In order to keep your child entertained out on the water, bring along a few of the following items:
A toy boat to use alongside the kayak
A waterproof camera
Pebbles or rocks to throw into the water
A doll wearing a life vest
A toy or small fishing line
Keeping your child entertained when they need to rest will prevent crankiness or complaining. When your child has the chance to stay busy and entertained throughout the trip, they will be more likely to enjoy the excursion.
9. Know When to Tow
If you are not using a double kayak with your child, make sure to stay close by throughout the journey to give your child a sense of security. Additionally, you will also be within reach if the need arises to tow your child.
When your child is confident and skilled enough to kayak on their own, there can still be a need for you to tow them. Know your child’s ability and be prepared to tow them towards the end of the trip should the need it.

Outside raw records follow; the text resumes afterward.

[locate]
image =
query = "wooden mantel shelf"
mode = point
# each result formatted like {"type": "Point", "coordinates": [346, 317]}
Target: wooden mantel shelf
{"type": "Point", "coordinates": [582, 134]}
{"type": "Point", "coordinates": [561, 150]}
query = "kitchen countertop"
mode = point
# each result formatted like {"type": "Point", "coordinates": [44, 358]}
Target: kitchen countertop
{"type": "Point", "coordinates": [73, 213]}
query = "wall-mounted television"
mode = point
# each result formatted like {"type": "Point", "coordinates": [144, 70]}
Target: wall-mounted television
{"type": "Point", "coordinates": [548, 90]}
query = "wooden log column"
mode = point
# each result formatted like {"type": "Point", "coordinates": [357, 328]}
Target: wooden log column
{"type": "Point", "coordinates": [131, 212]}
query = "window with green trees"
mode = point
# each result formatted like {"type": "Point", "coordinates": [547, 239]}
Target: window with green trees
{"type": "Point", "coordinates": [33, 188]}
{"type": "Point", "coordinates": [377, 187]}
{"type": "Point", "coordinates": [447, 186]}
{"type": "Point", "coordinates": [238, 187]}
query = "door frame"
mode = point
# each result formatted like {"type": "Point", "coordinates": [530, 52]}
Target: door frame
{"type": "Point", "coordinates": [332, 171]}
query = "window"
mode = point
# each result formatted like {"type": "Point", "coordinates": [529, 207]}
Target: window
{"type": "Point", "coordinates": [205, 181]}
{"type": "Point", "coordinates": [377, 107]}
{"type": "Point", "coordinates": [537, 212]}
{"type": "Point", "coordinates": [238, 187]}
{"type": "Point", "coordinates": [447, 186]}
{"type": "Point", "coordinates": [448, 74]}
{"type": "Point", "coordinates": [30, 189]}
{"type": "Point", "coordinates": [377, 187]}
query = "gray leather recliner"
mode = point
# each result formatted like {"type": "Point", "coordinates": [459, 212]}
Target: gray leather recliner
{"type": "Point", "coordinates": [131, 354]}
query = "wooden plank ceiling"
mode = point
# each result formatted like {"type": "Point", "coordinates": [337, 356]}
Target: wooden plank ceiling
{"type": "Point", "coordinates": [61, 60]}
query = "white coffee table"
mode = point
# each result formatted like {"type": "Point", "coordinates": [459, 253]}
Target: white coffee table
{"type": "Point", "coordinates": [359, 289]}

Towing is also a great option if you have a younger child that still wants to have a sense of independence. You could set them up with some snacks, drinks, a camera, and a few toys and simply let them enjoy the kayaking experience and the nature around them. This is an ideal option if your child is not strong enough or old enough to paddle for long periods of time, if at all.
10. Teach As You Go
From launching the kayak, to bringing it back to shore, there are several techniques and tricks you can teach your child along the way. If they are younger, keep the emphasis on safety and explain why you are doing what you are doing in a simple, non-complex way. Encourage your child, regardless of their age, to ask questions if they do not understand something or if they are curious about why you do something.
For older children, explain to them (when the moment is right) how to do something step by step and see if they can follow your instructions to complete a task. Learning by doing is one of the best ways to learn and your child will be able to learn more quickly if they have the chance to do a task themselves.
Learning how to launch, navigate the kayak, how to turn the boat around, and how to handle a capsized boat will not only build their skills, but also their confidence. The sooner your child fully understands kayaking and can demonstrate their skills, the sooner they will be able to kayak in their own kayak.
Kayaking with the family can be a memorable and fun experience, yet kayaking with kids can become hectic. With the help of these kayaking tips, you and your child will soon fall in love with kayaking and look forward to each kayaking journey. When a kayaking trip is properly planned and everyone involved knows what is expected of them, you will be better prepared and fully enjoy the kayaking adventure.